Link 2023-07-20 sqlite-vss v0.1.1 Annotated Release Notes: Alex Garcia's sqlite-vss adds vector search directly to SQLite through a custom extension. It's now easily installed for Python, Node.js, Deno, Elixir, Go, Rust and Ruby ("gem install sqlite-vss"), and is being used actively by enough people that Alex is getting actionable feedback, including fixes for memory leaks spotted in production.
Link 2023-07-20 Prompt injected OpenAI's new Custom Instructions to see how it is implemented: ChatGPT added a new "custom instructions" feature today, which you can use to customize the system prompt used to control how it responds to you. swyx prompt-inject extracted the way it works:
"The user provided the following information about themselves. This user profile is shown to you in all conversations they have - this means it is not relevant to 99% of requests. Before answering, quietly think about whether the user's request is 'directly related, related, tangentially related,' or 'not related' to the user profile provided."
I'm surprised to see OpenAI using "quietly think about..." in a prompt like this - I wouldn't have expected that language to be necessary.
Link 2023-07-24 LLM can now be installed directly from Homebrew: I spent a bunch of time on this at the weekend: my LLM tool for interacting with large language models from the terminal has now been accepted into Homebrew core, and can be installed directly using "brew install llm". I was previously running my own separate tap, but having it in core means that it benefits from Homebrew's impressive set of build systems - each release of LLM now has Bottles created for it automatically across a range of platforms, so "brew install llm" should quickly download binary assets rather than spending several minutes installing dependencies the slow way.

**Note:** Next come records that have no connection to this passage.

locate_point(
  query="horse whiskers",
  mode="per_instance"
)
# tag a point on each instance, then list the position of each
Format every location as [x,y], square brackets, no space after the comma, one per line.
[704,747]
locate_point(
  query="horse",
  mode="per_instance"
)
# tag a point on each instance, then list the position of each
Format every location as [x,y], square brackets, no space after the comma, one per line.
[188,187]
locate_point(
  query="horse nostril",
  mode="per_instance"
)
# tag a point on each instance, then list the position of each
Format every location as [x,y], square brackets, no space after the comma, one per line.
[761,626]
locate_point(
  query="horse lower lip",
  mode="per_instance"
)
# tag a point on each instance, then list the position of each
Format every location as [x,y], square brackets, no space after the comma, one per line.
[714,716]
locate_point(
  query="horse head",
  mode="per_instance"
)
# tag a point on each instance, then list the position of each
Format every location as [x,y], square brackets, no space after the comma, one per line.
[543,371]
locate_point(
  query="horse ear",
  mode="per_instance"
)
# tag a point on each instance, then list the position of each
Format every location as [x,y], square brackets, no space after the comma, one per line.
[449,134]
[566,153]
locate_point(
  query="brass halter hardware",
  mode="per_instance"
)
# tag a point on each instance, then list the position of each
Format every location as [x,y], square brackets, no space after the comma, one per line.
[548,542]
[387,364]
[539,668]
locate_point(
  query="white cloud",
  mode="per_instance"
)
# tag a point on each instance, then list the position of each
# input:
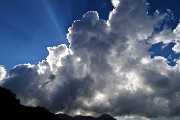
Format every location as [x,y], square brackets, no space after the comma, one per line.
[2,73]
[115,2]
[107,68]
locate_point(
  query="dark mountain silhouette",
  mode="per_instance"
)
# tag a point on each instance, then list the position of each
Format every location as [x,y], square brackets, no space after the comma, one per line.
[11,109]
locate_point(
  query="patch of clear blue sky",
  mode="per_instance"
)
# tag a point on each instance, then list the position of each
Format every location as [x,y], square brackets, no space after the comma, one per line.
[28,27]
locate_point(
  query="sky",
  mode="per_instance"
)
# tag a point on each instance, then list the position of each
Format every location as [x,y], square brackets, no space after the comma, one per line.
[92,57]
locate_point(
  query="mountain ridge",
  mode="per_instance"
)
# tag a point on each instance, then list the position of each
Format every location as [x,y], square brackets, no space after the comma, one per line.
[10,108]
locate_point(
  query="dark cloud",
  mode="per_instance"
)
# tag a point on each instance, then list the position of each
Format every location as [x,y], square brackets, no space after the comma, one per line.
[107,68]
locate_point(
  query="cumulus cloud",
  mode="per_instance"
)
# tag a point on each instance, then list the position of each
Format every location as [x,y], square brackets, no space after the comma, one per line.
[2,73]
[106,69]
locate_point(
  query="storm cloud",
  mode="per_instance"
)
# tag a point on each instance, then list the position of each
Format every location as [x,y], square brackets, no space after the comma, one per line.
[106,69]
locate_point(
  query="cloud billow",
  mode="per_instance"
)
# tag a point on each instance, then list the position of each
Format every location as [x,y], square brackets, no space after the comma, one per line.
[106,69]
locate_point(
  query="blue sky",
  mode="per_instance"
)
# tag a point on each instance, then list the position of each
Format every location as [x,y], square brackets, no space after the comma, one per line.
[123,58]
[28,27]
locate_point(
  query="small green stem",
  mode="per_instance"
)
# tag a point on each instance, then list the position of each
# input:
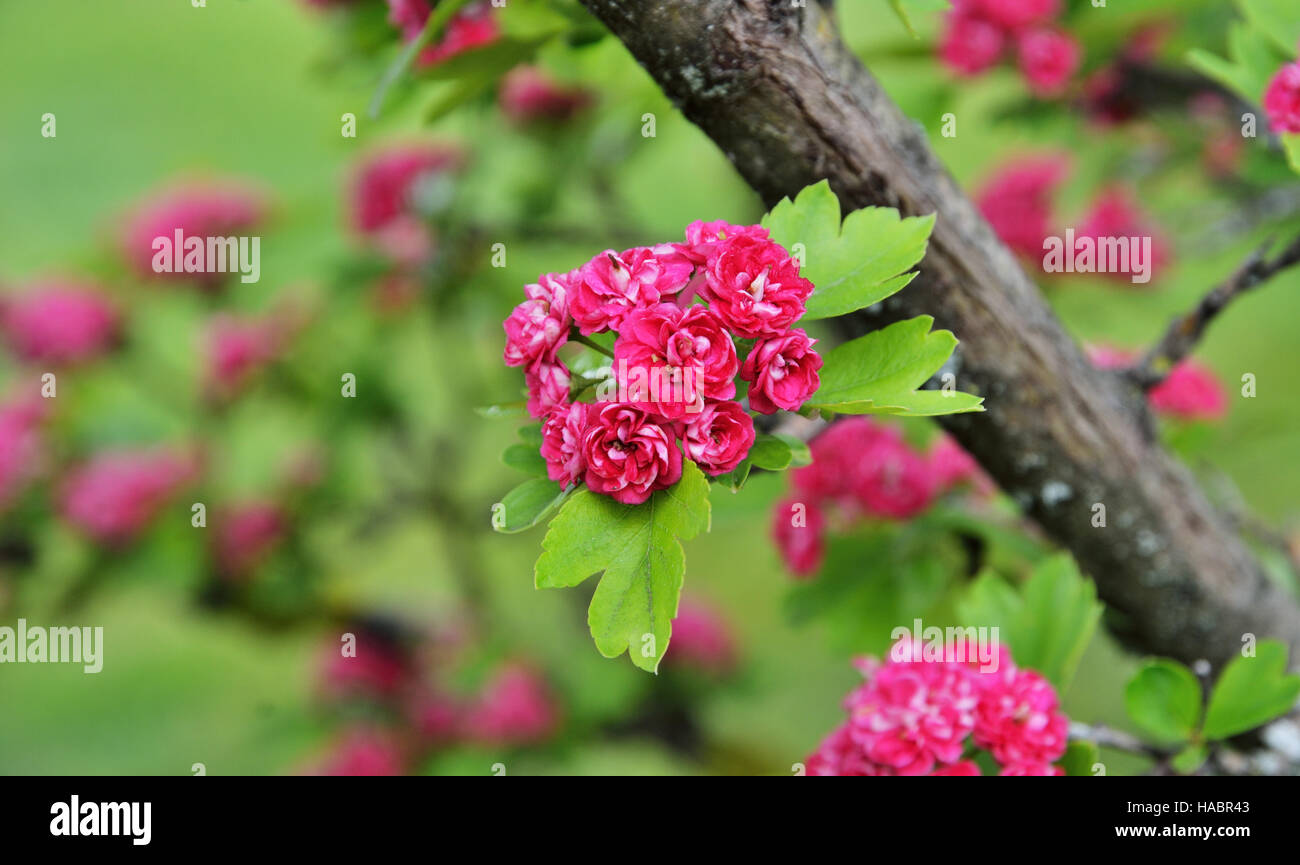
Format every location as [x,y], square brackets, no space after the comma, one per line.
[590,344]
[433,27]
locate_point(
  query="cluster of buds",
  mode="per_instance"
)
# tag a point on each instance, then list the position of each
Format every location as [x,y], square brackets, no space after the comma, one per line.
[689,319]
[979,33]
[863,470]
[921,716]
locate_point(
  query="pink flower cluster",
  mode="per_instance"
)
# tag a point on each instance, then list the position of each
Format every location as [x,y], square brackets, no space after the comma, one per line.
[1282,100]
[245,535]
[471,27]
[238,347]
[701,640]
[1190,392]
[59,323]
[674,362]
[116,494]
[926,717]
[1018,202]
[381,197]
[979,33]
[21,445]
[862,468]
[528,96]
[512,708]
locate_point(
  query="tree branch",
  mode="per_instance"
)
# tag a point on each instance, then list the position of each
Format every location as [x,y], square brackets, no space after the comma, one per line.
[1186,331]
[778,91]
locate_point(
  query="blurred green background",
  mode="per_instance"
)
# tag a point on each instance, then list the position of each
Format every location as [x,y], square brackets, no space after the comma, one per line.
[152,90]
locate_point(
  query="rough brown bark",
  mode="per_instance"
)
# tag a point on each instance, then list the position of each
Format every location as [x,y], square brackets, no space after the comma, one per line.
[778,91]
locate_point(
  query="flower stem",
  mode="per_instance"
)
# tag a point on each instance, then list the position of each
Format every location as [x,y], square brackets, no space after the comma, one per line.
[590,344]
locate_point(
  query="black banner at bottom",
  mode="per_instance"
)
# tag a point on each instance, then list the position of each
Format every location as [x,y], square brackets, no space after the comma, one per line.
[302,814]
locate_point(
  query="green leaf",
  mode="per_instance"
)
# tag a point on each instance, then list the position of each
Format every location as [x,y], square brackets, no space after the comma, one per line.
[1190,758]
[1164,699]
[525,458]
[800,452]
[902,7]
[1277,20]
[638,553]
[735,479]
[453,95]
[433,27]
[1251,692]
[502,410]
[771,453]
[1047,625]
[489,61]
[1080,757]
[527,505]
[1291,143]
[1255,60]
[880,372]
[854,264]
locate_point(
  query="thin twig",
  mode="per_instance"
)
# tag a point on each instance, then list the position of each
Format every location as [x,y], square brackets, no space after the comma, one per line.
[1186,331]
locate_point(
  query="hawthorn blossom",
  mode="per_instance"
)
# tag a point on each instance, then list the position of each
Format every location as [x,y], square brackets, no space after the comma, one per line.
[614,284]
[238,349]
[245,535]
[1048,59]
[668,359]
[783,372]
[562,442]
[1017,202]
[540,325]
[22,449]
[628,454]
[1282,99]
[116,494]
[719,437]
[547,388]
[471,27]
[1114,215]
[798,530]
[515,708]
[753,285]
[382,190]
[362,751]
[701,640]
[1191,392]
[528,95]
[59,323]
[923,717]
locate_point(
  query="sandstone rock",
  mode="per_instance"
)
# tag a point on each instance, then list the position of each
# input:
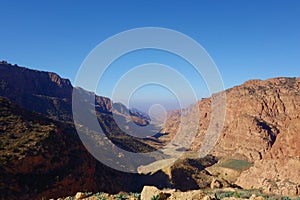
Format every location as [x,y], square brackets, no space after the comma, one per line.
[262,126]
[80,195]
[215,184]
[148,192]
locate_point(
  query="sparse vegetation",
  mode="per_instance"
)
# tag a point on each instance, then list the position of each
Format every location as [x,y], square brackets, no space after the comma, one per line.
[155,197]
[121,197]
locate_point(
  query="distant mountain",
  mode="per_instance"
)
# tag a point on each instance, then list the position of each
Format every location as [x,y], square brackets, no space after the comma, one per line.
[262,126]
[42,155]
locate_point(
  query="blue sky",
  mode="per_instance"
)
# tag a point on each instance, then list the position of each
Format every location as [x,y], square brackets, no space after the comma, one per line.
[246,39]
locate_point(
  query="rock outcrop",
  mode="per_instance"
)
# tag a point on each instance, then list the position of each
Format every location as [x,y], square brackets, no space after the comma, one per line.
[262,127]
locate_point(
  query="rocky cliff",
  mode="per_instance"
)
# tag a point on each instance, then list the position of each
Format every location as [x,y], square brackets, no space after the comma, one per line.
[262,127]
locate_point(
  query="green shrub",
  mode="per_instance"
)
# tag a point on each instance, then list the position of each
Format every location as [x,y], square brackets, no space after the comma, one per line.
[121,196]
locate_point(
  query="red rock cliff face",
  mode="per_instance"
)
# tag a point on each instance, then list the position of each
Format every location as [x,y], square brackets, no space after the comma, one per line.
[262,126]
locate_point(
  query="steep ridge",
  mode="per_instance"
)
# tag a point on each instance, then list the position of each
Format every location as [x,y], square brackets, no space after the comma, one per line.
[44,158]
[262,127]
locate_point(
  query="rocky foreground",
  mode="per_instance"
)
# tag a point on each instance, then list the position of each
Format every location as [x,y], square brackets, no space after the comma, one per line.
[152,193]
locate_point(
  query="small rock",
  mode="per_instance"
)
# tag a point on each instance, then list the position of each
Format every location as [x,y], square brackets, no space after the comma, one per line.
[215,184]
[80,195]
[207,198]
[148,192]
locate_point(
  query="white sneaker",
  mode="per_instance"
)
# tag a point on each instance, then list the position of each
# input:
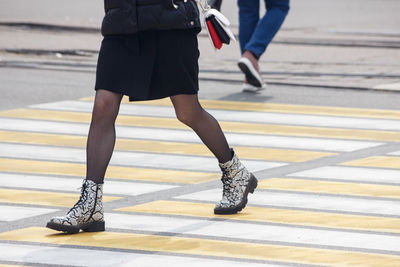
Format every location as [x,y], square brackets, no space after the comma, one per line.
[246,87]
[252,75]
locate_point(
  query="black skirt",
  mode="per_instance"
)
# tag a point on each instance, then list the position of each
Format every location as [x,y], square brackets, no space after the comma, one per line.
[150,64]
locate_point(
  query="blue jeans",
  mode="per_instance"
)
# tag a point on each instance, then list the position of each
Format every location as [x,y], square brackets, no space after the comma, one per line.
[255,34]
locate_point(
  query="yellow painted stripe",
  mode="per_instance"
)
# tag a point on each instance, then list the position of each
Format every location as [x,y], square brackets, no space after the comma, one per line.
[309,218]
[281,108]
[162,147]
[42,198]
[371,190]
[376,161]
[237,127]
[75,169]
[204,247]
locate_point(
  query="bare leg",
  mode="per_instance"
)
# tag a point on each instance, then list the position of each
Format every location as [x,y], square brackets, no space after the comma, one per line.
[101,139]
[189,111]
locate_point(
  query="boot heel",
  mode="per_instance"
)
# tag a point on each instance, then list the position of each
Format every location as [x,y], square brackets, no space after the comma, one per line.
[253,184]
[95,227]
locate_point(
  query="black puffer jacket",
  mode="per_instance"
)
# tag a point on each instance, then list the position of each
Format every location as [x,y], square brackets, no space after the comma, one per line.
[131,16]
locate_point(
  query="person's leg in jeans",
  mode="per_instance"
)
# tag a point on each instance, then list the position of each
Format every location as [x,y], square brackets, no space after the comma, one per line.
[268,26]
[255,34]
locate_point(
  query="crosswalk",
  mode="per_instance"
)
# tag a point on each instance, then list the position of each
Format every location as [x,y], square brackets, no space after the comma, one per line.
[328,194]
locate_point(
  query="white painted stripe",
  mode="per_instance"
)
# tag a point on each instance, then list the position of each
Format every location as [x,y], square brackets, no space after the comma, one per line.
[240,116]
[226,229]
[189,136]
[71,184]
[373,175]
[133,159]
[388,86]
[318,202]
[13,213]
[96,258]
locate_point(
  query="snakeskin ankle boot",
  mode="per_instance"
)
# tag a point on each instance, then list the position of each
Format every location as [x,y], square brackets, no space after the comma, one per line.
[237,182]
[87,214]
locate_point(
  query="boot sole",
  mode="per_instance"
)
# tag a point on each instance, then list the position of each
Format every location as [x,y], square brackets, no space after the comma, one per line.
[252,185]
[86,227]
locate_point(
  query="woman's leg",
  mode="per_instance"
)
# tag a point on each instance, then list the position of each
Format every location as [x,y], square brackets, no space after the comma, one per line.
[237,181]
[189,111]
[101,139]
[88,214]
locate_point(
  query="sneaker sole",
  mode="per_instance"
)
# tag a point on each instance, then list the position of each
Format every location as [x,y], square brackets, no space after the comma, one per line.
[87,227]
[252,185]
[250,76]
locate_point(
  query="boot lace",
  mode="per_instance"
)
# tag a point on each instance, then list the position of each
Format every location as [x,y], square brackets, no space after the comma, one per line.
[82,198]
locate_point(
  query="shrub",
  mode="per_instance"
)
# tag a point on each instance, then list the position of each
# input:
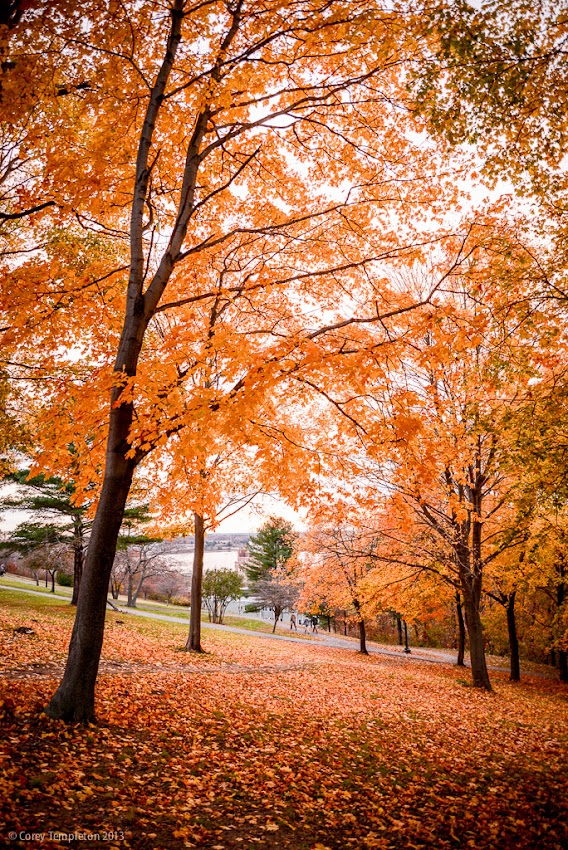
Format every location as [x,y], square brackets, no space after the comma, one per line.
[65,579]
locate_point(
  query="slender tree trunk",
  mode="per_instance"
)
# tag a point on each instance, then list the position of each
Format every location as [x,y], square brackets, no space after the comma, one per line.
[461,632]
[77,571]
[476,649]
[129,591]
[74,700]
[562,654]
[563,665]
[194,639]
[399,629]
[513,639]
[362,638]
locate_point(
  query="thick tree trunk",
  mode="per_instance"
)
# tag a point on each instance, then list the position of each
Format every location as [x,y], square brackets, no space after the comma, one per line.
[476,649]
[461,632]
[74,700]
[406,647]
[362,638]
[194,639]
[513,639]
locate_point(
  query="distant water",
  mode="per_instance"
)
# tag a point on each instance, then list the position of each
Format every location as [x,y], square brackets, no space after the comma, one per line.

Link 2023-07-24 asgi-replay: As part of submitting LLM to Homebrew core I needed an automated test that demonstrated that the tool was working - but I couldn't test against the live OpenAI API because I didn't want to have to reveal my API token as part of the test. I solved this by creating a dummy HTTP endpoint that simulates a hit to the OpenAI API, then configuring the Homebrew test to hit that instead. As part of THAT I ended up building this tiny tool which uses my asgi-proxy-lib package to intercept and log the details of hits made to a service, then provides a mechanism to replay that traffic.